This sad story starts, as all recent sad stories have started, with the rotten weather. One day last week, the temperatures soared into the low 20s, and I decided it was plenty balmy enough out for a walk.
It had been months since I wore my outside walking shoes, the green ones with yellow laces and gel in the heels. Three months is a long time in this house, and things tend to get plowed under in the clutter, and so I went to Plan B, my other pair of the same size and make, but in pink.
Exact same shoes, different color.
I went for my walk, my usual hilly two miles, and returned with rosy cheeks and a frozen chin.
The next morning, I awoke with the worst backache ever. Unable to sit up without pain, I swiveled myself 45 degrees in the bed, using my behind as the fulcrum, and lowered myself seesaw-like into an upright position. And there I stood for a good five minutes, calculating my next move.

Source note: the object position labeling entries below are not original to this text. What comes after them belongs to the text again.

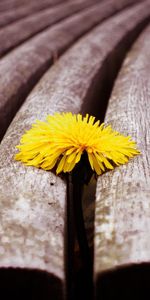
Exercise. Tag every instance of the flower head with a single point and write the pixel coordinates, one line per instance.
(64, 137)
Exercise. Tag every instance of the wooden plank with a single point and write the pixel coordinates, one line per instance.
(16, 33)
(14, 4)
(11, 15)
(122, 219)
(33, 201)
(22, 68)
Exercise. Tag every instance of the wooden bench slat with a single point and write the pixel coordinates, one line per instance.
(33, 201)
(21, 69)
(122, 219)
(15, 13)
(14, 34)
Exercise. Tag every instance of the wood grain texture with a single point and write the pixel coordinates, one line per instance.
(33, 202)
(122, 218)
(13, 13)
(21, 69)
(14, 34)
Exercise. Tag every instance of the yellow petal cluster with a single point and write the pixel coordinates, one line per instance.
(64, 137)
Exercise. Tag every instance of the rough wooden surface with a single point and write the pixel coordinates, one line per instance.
(13, 13)
(122, 220)
(16, 33)
(21, 68)
(33, 201)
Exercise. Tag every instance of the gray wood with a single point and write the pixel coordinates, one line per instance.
(22, 68)
(122, 217)
(13, 13)
(33, 201)
(16, 33)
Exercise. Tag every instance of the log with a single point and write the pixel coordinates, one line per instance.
(13, 13)
(18, 32)
(33, 201)
(122, 217)
(22, 68)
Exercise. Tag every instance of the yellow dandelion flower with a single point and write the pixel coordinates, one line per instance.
(64, 137)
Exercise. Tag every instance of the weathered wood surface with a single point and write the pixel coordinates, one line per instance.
(13, 14)
(21, 68)
(33, 202)
(16, 33)
(122, 220)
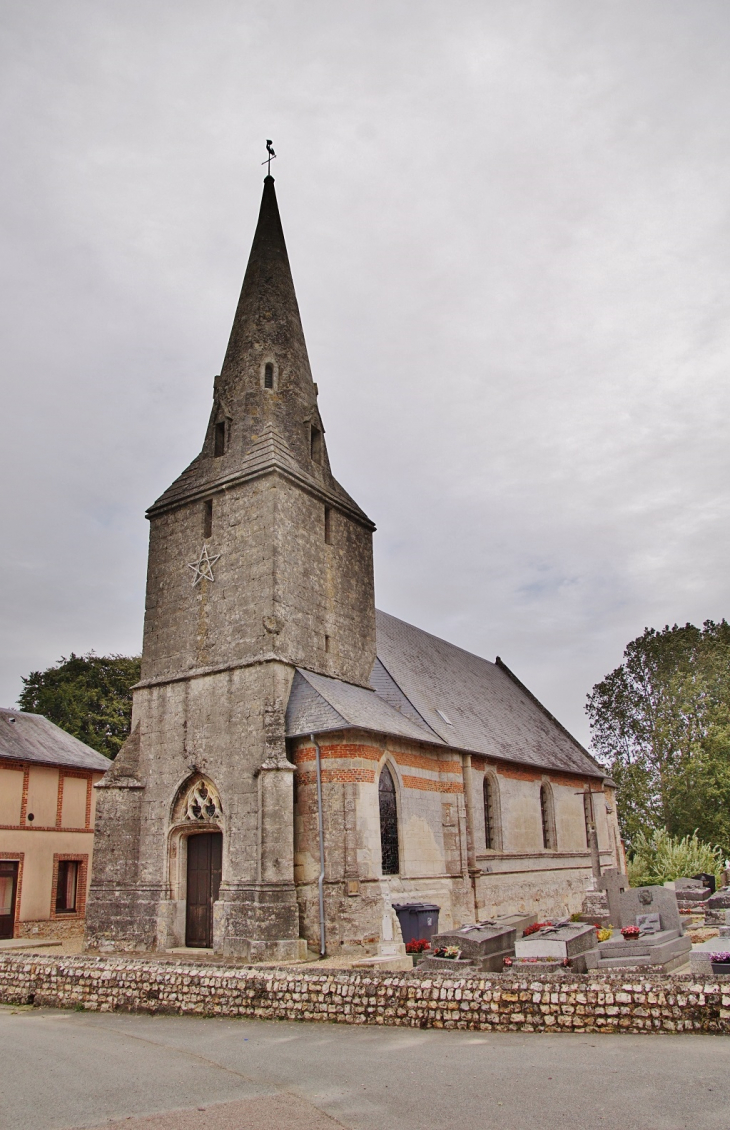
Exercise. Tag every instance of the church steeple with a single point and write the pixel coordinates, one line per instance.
(267, 322)
(264, 400)
(266, 376)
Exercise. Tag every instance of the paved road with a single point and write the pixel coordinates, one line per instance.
(64, 1070)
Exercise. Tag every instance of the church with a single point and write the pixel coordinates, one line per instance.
(300, 762)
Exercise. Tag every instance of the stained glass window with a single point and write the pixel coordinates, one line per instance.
(388, 823)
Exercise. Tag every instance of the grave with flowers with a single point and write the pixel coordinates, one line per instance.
(480, 948)
(552, 945)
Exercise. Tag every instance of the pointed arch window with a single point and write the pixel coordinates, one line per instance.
(219, 441)
(488, 814)
(388, 823)
(315, 444)
(546, 815)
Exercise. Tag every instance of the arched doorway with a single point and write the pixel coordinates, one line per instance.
(205, 854)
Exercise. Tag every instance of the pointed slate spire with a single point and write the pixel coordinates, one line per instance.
(264, 410)
(266, 374)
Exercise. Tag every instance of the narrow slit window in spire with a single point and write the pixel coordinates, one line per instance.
(315, 444)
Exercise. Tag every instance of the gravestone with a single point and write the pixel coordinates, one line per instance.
(661, 944)
(715, 907)
(561, 942)
(651, 901)
(649, 923)
(484, 946)
(614, 881)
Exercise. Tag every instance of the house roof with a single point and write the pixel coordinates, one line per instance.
(432, 690)
(33, 738)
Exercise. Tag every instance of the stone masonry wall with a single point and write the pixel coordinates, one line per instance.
(503, 1002)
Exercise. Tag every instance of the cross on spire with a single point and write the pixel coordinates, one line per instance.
(270, 157)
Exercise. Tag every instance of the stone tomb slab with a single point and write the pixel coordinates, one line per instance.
(479, 940)
(567, 941)
(484, 946)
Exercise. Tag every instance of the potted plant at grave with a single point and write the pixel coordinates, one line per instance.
(533, 929)
(452, 953)
(720, 963)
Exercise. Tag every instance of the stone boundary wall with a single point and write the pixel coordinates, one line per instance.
(493, 1002)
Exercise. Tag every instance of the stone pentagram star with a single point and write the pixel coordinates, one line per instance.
(203, 566)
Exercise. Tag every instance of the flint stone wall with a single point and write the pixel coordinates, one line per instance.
(554, 1002)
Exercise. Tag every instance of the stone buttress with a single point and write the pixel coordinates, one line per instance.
(259, 563)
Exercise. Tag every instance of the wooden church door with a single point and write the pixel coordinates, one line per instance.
(205, 853)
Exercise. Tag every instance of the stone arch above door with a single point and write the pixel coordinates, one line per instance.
(198, 802)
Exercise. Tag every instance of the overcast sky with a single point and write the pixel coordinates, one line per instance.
(507, 224)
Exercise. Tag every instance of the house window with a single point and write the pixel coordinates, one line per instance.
(388, 823)
(315, 444)
(488, 814)
(67, 886)
(546, 814)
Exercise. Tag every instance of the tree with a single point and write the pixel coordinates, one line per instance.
(89, 696)
(660, 724)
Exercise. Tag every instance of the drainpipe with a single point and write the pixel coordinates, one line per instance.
(471, 846)
(320, 820)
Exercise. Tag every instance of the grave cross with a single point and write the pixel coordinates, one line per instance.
(613, 883)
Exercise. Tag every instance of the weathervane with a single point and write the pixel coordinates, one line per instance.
(270, 157)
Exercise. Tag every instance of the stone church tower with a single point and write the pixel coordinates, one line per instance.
(259, 564)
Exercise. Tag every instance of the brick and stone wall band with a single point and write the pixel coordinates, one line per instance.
(557, 1002)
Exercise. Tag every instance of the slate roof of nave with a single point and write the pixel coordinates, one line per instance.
(35, 738)
(418, 675)
(268, 452)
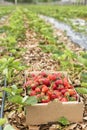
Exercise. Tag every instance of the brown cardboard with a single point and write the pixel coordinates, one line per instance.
(43, 113)
(52, 111)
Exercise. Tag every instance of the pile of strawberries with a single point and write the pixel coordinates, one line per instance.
(47, 87)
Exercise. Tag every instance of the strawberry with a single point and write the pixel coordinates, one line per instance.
(52, 77)
(59, 82)
(39, 98)
(54, 86)
(32, 93)
(63, 91)
(44, 88)
(34, 85)
(57, 93)
(49, 93)
(46, 82)
(43, 74)
(60, 87)
(45, 99)
(64, 99)
(71, 92)
(37, 90)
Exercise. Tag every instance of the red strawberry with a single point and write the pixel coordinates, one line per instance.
(49, 93)
(52, 77)
(34, 85)
(63, 91)
(44, 88)
(58, 82)
(71, 92)
(37, 90)
(54, 86)
(32, 93)
(64, 99)
(60, 87)
(45, 99)
(46, 82)
(57, 93)
(43, 74)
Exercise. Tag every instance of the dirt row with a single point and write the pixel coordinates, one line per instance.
(37, 60)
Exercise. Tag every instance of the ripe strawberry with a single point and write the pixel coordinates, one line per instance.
(54, 86)
(63, 91)
(46, 82)
(57, 93)
(59, 82)
(52, 77)
(43, 74)
(64, 99)
(32, 93)
(71, 92)
(39, 98)
(45, 99)
(60, 87)
(49, 93)
(37, 90)
(53, 96)
(34, 85)
(44, 88)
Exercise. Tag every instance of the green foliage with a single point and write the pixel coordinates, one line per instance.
(8, 65)
(63, 121)
(2, 121)
(8, 127)
(14, 96)
(81, 90)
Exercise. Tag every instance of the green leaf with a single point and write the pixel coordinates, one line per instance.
(84, 84)
(2, 121)
(15, 99)
(31, 100)
(63, 121)
(81, 90)
(8, 127)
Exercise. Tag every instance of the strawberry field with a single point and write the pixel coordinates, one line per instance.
(39, 64)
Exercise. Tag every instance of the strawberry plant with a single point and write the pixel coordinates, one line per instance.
(47, 87)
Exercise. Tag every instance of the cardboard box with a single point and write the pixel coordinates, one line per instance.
(42, 113)
(52, 111)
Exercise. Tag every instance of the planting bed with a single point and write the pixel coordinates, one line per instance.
(31, 42)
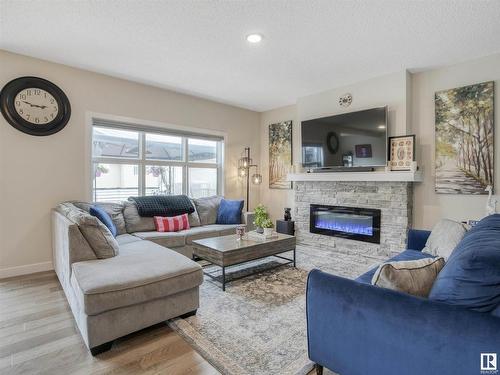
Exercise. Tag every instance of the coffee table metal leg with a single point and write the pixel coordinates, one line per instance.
(223, 278)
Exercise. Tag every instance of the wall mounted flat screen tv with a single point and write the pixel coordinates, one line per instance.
(355, 139)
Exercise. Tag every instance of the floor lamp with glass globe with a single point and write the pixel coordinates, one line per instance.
(244, 168)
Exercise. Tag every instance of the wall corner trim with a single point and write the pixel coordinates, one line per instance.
(25, 269)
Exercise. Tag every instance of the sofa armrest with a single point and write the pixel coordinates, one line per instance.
(247, 218)
(356, 328)
(417, 239)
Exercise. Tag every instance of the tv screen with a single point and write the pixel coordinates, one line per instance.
(356, 139)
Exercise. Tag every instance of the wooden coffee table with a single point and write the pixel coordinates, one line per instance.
(228, 251)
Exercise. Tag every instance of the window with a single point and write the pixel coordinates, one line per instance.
(131, 162)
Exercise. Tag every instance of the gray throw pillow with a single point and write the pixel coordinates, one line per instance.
(95, 232)
(444, 237)
(194, 218)
(114, 210)
(207, 209)
(134, 222)
(414, 277)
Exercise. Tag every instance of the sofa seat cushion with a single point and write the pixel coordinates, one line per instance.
(226, 229)
(166, 239)
(366, 278)
(143, 271)
(126, 238)
(207, 231)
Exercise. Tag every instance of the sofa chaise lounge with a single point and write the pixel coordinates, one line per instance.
(150, 280)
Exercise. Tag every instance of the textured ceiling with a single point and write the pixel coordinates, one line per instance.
(199, 47)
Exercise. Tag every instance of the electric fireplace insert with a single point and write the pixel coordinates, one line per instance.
(355, 223)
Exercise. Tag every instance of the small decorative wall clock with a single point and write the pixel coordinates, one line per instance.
(401, 152)
(35, 106)
(345, 100)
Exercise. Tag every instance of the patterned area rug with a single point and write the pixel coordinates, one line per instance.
(258, 325)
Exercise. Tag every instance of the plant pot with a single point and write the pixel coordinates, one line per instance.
(268, 231)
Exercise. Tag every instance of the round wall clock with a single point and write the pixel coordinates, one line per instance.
(35, 106)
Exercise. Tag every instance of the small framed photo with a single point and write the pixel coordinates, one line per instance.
(401, 152)
(363, 151)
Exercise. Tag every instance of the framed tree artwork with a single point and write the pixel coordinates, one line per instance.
(464, 149)
(280, 154)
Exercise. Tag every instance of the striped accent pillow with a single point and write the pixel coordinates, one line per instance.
(171, 224)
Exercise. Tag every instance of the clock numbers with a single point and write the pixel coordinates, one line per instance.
(36, 106)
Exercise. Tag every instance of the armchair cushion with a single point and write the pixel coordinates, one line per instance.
(367, 277)
(471, 276)
(445, 236)
(414, 277)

What the heck? What had I done to cause this? Had I lifted a car to rescue a trapped bunny? Had I been twerking in my sleep? Did I jump off of something and not remember?
Yes, I’d taken a walk the day before, but I do that every day whether on the treadmill or out on the sidewalk. I didn’t fall into a pothole or slip on ice.
Then I remembered. It was the shoes.
I’ve reached the point in my life where something so seemingly insignificant as a change of shoe color can confuse my back muscles enough to render me decrepit.
This is the part of the column where I reminisce about the good old days, when I could wear two different black pumps with slightly different heel heights all day and not only feel excellent the next day but also not even notice the discrepancy until I went to take them off. (It happened.)
Now, my feet have become so set in their ways that I change one little thing and they screw up the whole works. It took me two days to get over the back pain. And I still can’t find the green shoes.
With my luck, I would find them, wear them for a walk, and discover that my feet decided they preferred the pink ones, and I’d be stuck in my bed for a week.
Somewhere after 50, we all turn into the Princess and the Pea. If someone had put a pea under my mattress, I, too, would have tossed and turned all night. A wrinkle in the sheet can do that to me now. I’m even afraid that if I grow my hair much longer, the extra weight will injure my neck.
Obviously, I’ve got something out of whack. Maybe if I lose weight in my heels. Or build up my toe muscles.
Or maybe start all over with new shoes.